In another recent case the Ombudsman was asked to consider the actions of the trustees and scheme administrator/actuary of a scheme winding up in deficit. The determination should give some comfort to trustees in a similar position. There is nothing ground-breaking in it – but it covers many typical events and shows the Ombudsman taking a fairly robust view of trustee obligations.

The full determination can be found here

The Scheme commenced winding up in July 2006 and Mr W was a deferred member. His transfer value on wind up was significantly lower than the pre-wind up value of his benefits. He brought a very wide ranging complaint concerning the demise of the scheme. Matters covered included actuarial valuations, investment performance, contribution demands, debt recovery and trustee conflicts. Some of the key findings are set out below.

Interesting points from the Determination

The Ombudsman's jurisdiction did not cover actuarial advice.

The Trustee is entitled to rely on the advice of the actuary, as it would be entitled to rely on the advice it receives from any professional adviser, unless there was good reason why it should not.

The contribution rule provided for “such rate as the trustee decides sufficient to maintain benefits”. When the Scheme was ongoing, this only gave the Trustee the right to demand contributions to pay benefits as they fell due, not to bring the scheme up to full buy-out.
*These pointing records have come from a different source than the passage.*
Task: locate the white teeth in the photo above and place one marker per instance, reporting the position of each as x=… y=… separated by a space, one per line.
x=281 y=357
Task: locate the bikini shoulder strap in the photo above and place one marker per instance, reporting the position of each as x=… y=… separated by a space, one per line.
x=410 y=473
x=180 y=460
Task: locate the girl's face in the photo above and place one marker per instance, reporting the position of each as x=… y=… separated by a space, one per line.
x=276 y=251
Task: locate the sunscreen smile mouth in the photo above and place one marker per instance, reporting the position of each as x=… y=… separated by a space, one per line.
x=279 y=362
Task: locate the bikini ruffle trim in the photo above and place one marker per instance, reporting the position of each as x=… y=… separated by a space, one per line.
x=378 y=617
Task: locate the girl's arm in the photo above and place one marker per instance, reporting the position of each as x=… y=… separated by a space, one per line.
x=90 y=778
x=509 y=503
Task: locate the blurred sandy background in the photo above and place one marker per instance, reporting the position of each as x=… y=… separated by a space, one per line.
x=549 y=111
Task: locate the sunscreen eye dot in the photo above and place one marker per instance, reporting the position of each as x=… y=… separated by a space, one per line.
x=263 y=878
Appropriate steps were taken to manage the trustee conflicts. The chairman of trustees was also a director of the parent company. He had abstained from parent company board meetings where the pension scheme was discussed. In addition, an independent trustee had been appointed.

All the matters which were the subject of the complaint were within the range of possible actions which a reasonable body of trustees might have taken. The Trustee is required to act in the best interests of the members, it does not mean that it cannot also have some regard for the interests of the sponsoring companies too.